Brigitte Aubonnet, C’est écrit sur ses lèvres,
éd. Le Muscadier, octobre 2018, 80 pages.
Brigitte Aubonnet
est écrivain, et orthophoniste spécialisée dans la surdité. Réunissant les deux
cordes de son arc, elle publie un roman pour adolescents dont les deux héros
sont sourds. La narratrice Valériane et son copain Ludo sont confrontés à leur
surdité de deux manières différentes. Leurs parents, en effet, ont opté pour
deux solutions : l’appareillage et l’implantation pour la jeune fille,
l’apprentissage de la langue des signes pour le jeune homme. Ce qui induit deux
scolarisation distinctes : un lycée « normal » pour elle, un
établissement spécialisé pour lui. L’amour va réunir les deux adolescents.
La surdité, affrontée
de deux manières, n’est pas un obstacle dans l’amour des jeunes gens.

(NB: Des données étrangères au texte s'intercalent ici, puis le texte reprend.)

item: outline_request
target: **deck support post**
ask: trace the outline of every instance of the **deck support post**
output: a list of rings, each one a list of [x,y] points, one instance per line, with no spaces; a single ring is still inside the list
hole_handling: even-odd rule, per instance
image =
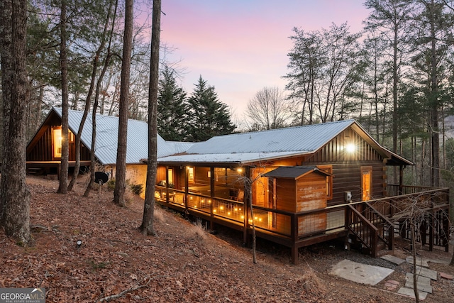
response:
[[[243,199],[243,209],[244,212],[243,216],[244,216],[244,221],[243,222],[243,243],[245,246],[248,246],[249,241],[248,241],[248,225],[249,223],[249,199],[252,199],[252,194],[250,194],[252,185],[247,185],[248,180],[251,180],[250,177],[250,167],[247,166],[245,171],[245,176],[246,180],[244,182],[244,199]]]
[[[165,167],[165,202],[170,202],[169,199],[169,166]]]
[[[402,194],[404,188],[404,166],[399,166],[399,194]]]
[[[214,202],[213,201],[213,197],[214,194],[214,167],[210,167],[210,197],[211,199],[211,203],[210,203],[210,229],[212,231],[214,228],[214,222],[213,221],[213,217],[214,213],[213,212],[213,205]]]
[[[189,179],[187,175],[187,167],[184,167],[184,211],[187,211],[187,193],[189,191]]]
[[[298,217],[295,214],[290,216],[290,238],[292,238],[292,262],[295,265],[298,264]]]

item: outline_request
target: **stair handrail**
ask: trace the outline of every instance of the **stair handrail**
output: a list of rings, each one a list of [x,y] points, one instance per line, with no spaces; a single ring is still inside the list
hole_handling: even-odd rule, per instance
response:
[[[384,234],[382,236],[381,234],[379,233],[378,236],[380,237],[382,240],[383,240],[385,244],[388,246],[388,249],[390,250],[392,250],[394,248],[394,224],[392,224],[392,222],[391,222],[391,221],[389,221],[388,218],[387,218],[382,213],[380,213],[377,209],[375,209],[374,206],[370,205],[368,202],[365,202],[365,204],[367,206],[367,207],[371,209],[375,214],[377,214],[382,220],[383,220],[386,223],[387,229],[388,231],[388,236],[387,236],[388,239],[387,240],[385,238]]]
[[[352,217],[351,216],[348,216],[349,221],[346,223],[347,228],[353,233],[360,241],[365,245],[371,251],[371,254],[374,258],[377,258],[377,244],[378,243],[378,228],[372,224],[369,220],[367,220],[362,214],[358,211],[355,207],[353,207],[350,204],[347,205],[347,209],[353,211],[360,221],[362,226],[366,226],[366,228],[371,231],[372,236],[370,237],[370,243],[368,243],[367,239],[365,239],[362,235],[358,233],[355,228],[352,226]]]

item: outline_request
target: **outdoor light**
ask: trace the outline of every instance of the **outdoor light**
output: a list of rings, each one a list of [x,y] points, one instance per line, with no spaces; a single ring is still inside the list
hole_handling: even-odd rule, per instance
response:
[[[356,150],[356,147],[353,143],[348,143],[345,145],[345,150],[347,150],[347,153],[353,153]]]

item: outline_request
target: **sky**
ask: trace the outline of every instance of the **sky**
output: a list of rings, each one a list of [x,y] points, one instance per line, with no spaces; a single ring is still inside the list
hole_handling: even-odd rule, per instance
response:
[[[178,62],[190,94],[201,75],[240,119],[265,87],[284,90],[292,29],[316,31],[347,22],[360,31],[369,11],[363,0],[165,0],[161,46]]]

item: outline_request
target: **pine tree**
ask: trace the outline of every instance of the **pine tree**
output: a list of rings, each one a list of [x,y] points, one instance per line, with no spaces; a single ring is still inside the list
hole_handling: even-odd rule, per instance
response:
[[[204,141],[211,137],[231,133],[236,126],[226,104],[218,99],[214,87],[200,76],[188,99],[189,116],[187,140]]]
[[[186,92],[179,87],[174,71],[165,66],[159,82],[157,95],[157,132],[169,141],[184,139]]]

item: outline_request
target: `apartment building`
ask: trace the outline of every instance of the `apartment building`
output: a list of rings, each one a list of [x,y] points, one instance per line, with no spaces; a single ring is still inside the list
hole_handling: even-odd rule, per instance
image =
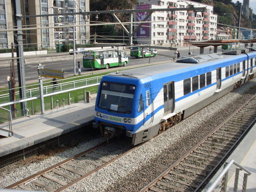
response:
[[[21,0],[21,7],[23,15],[46,15],[23,19],[24,28],[38,28],[23,31],[24,47],[41,50],[55,48],[57,44],[90,42],[90,27],[86,26],[89,24],[89,17],[82,14],[61,14],[89,11],[89,0]],[[54,13],[60,15],[48,15]],[[13,15],[11,1],[0,0],[1,29],[13,26]],[[68,25],[71,27],[61,27]],[[13,42],[13,33],[0,32],[0,49],[10,48],[11,42]]]
[[[160,9],[206,7],[202,14],[193,11],[159,11],[152,13],[136,33],[139,44],[186,46],[186,41],[216,39],[217,15],[213,6],[189,1],[139,0],[136,9]],[[148,13],[138,13],[136,21]]]

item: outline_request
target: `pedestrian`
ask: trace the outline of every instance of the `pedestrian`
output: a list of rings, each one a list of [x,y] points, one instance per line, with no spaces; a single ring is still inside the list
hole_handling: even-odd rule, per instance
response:
[[[177,59],[179,59],[180,57],[180,52],[178,51],[177,54]]]
[[[54,92],[56,90],[56,87],[57,87],[57,84],[58,84],[58,79],[56,78],[54,78],[52,79],[52,82],[51,83],[53,84],[52,86],[52,91]]]

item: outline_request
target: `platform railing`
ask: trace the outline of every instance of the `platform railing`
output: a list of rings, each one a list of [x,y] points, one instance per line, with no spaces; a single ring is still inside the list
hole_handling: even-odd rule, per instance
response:
[[[8,124],[9,124],[9,131],[2,128],[0,128],[0,135],[6,136],[6,137],[11,137],[13,135],[13,132],[12,132],[12,115],[11,111],[8,109],[0,107],[0,109],[6,111],[8,113]]]
[[[48,85],[43,86],[44,93],[47,94],[54,91],[55,89],[59,90],[60,91],[67,90],[71,89],[74,89],[88,86],[95,83],[98,83],[100,81],[103,75],[97,77],[87,78],[82,79],[75,80],[74,81],[65,82],[55,84],[55,87],[53,85]],[[49,82],[47,83],[51,83]],[[8,90],[7,90],[8,91]],[[39,86],[38,88],[32,88],[26,90],[27,98],[30,98],[33,97],[36,97],[40,95]],[[16,91],[15,92],[16,98],[19,98],[19,92]],[[10,101],[10,94],[7,93],[0,95],[0,104],[9,102]]]
[[[233,165],[236,165],[237,168],[236,168],[234,179],[233,180],[233,186],[229,187],[228,185],[228,173],[229,171],[230,171],[231,166]],[[243,176],[240,173],[241,171],[243,172]],[[231,160],[228,163],[226,163],[224,164],[222,172],[205,192],[226,192],[227,191],[237,192],[239,189],[240,191],[245,192],[247,184],[247,177],[251,174],[251,173],[245,167],[236,162],[234,160]],[[242,177],[242,179],[240,178],[240,176]],[[239,187],[239,184],[240,185],[240,187]]]

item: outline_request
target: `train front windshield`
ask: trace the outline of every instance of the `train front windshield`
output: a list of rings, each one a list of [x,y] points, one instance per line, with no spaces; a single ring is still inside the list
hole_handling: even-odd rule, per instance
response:
[[[131,114],[135,92],[134,85],[102,82],[98,107],[109,111]]]

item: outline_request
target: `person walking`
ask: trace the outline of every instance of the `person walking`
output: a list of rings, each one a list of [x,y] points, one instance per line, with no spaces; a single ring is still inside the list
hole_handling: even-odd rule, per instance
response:
[[[81,64],[80,64],[80,61],[78,61],[78,75],[81,75]]]
[[[179,59],[180,57],[180,52],[178,51],[177,54],[177,59]]]

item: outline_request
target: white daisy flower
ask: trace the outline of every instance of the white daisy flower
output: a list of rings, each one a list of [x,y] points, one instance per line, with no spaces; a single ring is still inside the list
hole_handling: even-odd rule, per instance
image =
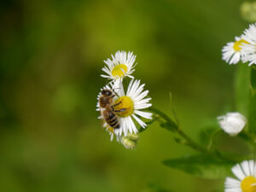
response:
[[[250,25],[249,28],[245,30],[241,38],[246,41],[241,49],[242,61],[249,61],[249,66],[256,64],[256,24]]]
[[[231,169],[237,178],[226,177],[225,192],[255,192],[256,162],[244,160]]]
[[[129,77],[133,79],[133,76],[131,74],[135,71],[134,67],[136,64],[135,59],[136,55],[132,52],[125,51],[117,51],[114,56],[112,55],[112,60],[108,59],[104,61],[107,64],[102,68],[102,71],[107,73],[107,75],[101,75],[103,78],[108,78],[113,81],[115,81],[115,85],[119,84],[119,81],[122,81],[125,77]]]
[[[229,64],[236,64],[241,58],[241,45],[247,42],[241,38],[236,37],[236,42],[230,42],[222,49],[222,59]]]
[[[113,90],[113,84],[111,84]],[[135,125],[134,120],[136,120],[143,128],[145,128],[147,125],[138,117],[151,119],[152,113],[148,112],[141,111],[142,109],[151,107],[149,101],[151,98],[145,98],[148,90],[143,91],[145,84],[140,84],[140,80],[131,80],[128,85],[127,92],[125,93],[123,84],[119,83],[119,87],[115,88],[116,96],[113,98],[115,114],[118,116],[119,122],[119,128],[113,129],[113,132],[117,137],[127,136],[128,133],[137,133],[138,131]],[[107,89],[110,88],[106,86]],[[100,95],[98,96],[99,98]],[[100,108],[99,103],[97,103],[97,109]],[[102,117],[103,119],[103,117]],[[103,126],[109,126],[107,123]]]
[[[236,136],[247,123],[247,119],[237,112],[228,113],[217,119],[220,127],[230,136]]]

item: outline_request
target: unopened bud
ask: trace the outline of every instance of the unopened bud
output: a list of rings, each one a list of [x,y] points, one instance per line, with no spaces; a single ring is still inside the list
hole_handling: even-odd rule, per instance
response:
[[[134,149],[137,146],[137,142],[139,138],[137,134],[128,134],[126,137],[123,137],[121,139],[122,144],[126,148]]]

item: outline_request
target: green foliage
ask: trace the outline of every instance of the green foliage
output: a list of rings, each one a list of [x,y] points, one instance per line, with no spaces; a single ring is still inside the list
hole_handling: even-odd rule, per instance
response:
[[[182,170],[189,174],[209,179],[224,178],[234,165],[205,154],[171,159],[163,161],[166,166]]]
[[[248,126],[249,131],[256,134],[256,67],[251,68],[251,95],[250,95],[250,107]]]
[[[250,84],[250,67],[240,62],[235,79],[236,110],[247,115]]]

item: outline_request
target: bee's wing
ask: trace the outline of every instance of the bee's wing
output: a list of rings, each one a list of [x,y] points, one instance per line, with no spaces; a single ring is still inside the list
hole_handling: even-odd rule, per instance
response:
[[[105,108],[100,108],[100,116],[99,119],[102,122],[102,128],[106,128],[108,126],[108,124],[105,120],[105,116],[108,114],[108,111]]]

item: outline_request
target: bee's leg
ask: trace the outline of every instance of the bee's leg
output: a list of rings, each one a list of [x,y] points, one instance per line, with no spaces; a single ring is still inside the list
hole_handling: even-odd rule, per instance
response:
[[[114,110],[115,113],[122,113],[124,111],[125,111],[127,108],[121,108],[119,110]]]
[[[116,103],[116,104],[111,106],[111,108],[113,108],[114,107],[117,107],[118,105],[119,105],[119,104],[121,104],[121,103],[122,103],[122,102],[119,102],[118,103]]]

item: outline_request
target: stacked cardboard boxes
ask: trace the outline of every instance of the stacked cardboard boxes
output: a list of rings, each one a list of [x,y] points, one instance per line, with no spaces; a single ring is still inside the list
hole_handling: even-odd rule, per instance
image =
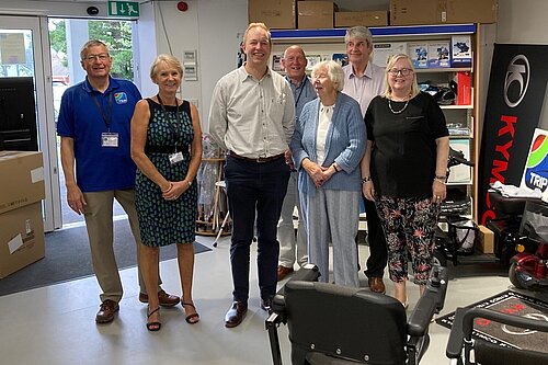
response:
[[[335,27],[386,26],[388,11],[339,11],[335,13]]]
[[[296,0],[249,0],[249,22],[260,22],[274,30],[296,28]]]
[[[44,258],[41,152],[0,151],[0,278]]]
[[[390,0],[391,25],[495,23],[498,0]]]
[[[336,10],[332,1],[298,1],[297,25],[299,30],[331,28]]]

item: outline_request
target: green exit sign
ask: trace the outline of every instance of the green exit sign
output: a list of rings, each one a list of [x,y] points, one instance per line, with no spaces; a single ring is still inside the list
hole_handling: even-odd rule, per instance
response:
[[[109,15],[139,16],[139,3],[136,1],[109,1]]]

L’obstacle principal est représenté par les parents, qui ont tendance à
surprotéger leurs enfants, et leur laissent peu d’autonomie. D’autant plus que
les parents de Valériane, et ceux de Ludo, ne s’entendent pas du tout, chaque
couple étant persuadé d’avoir choisi la meilleure solution pour son enfant. Le
texte revient souvent sur ce verbe « entendre », ou « s’entendre »,
qui prend bien d’autres significations que le simple rapport à la surdité.
Ce roman est une
histoire d’amour entre deux ados, avec les empêchements de toutes les histoires
d’amour entre ados, mais histoire renforcée, exacerbée, par leur surdité, qui
n’est jamais considérée comme une différence handicapante. Les difficultés des
enfants sourds ne sont pas énumérées mais mises en place de façon fluide dans
le texte : par exemple, les contrariétés lors des soirées pyjamas, quand
il s’agit de discuter entre copines dans le noir, et qu’on ne peut plus lire
sur les lèvres.
Brigitte Aubonnet
maîtrise son sujet. En tant que thérapeute, et en tant qu’écrivain. Elle balaie
le spectre des difficultés auxquelles sont confrontés ses jeunes héros, et
détaille les solutions apportées. Elle met en place des péripéties auxquelles
pourraient être confrontés tous les ados, finalement : découverte de la
sexualité, rendez-vous cachés, etc. Valériane et Ludo sont, au fond, des ados
comme les autres, portés par une force supplémentaire qui les rend solaires et
conquérants.
Un roman qui
s’adresse aux ados, bien sûr, à tous les ados, mais aussi à toute personne
confrontée à la surdité, dans sa vie personnelle ou professionnelle.
*
NB : que l’on
me permette ici une incise personnelle. Dans ma carrière de prof, j’ai eu dans
mes effectifs une élève sourde, appareillée et implantée. Elle ne portait pas
de prothèses bigarrées comme la Valériane du roman, mais comme Valériane elle était
très à l’aise dans un cursus de lycée. Elle m’avait simplement expliqué que je
devais éviter de parler en tournant le dos à la classe – elle ne disait pas en « me »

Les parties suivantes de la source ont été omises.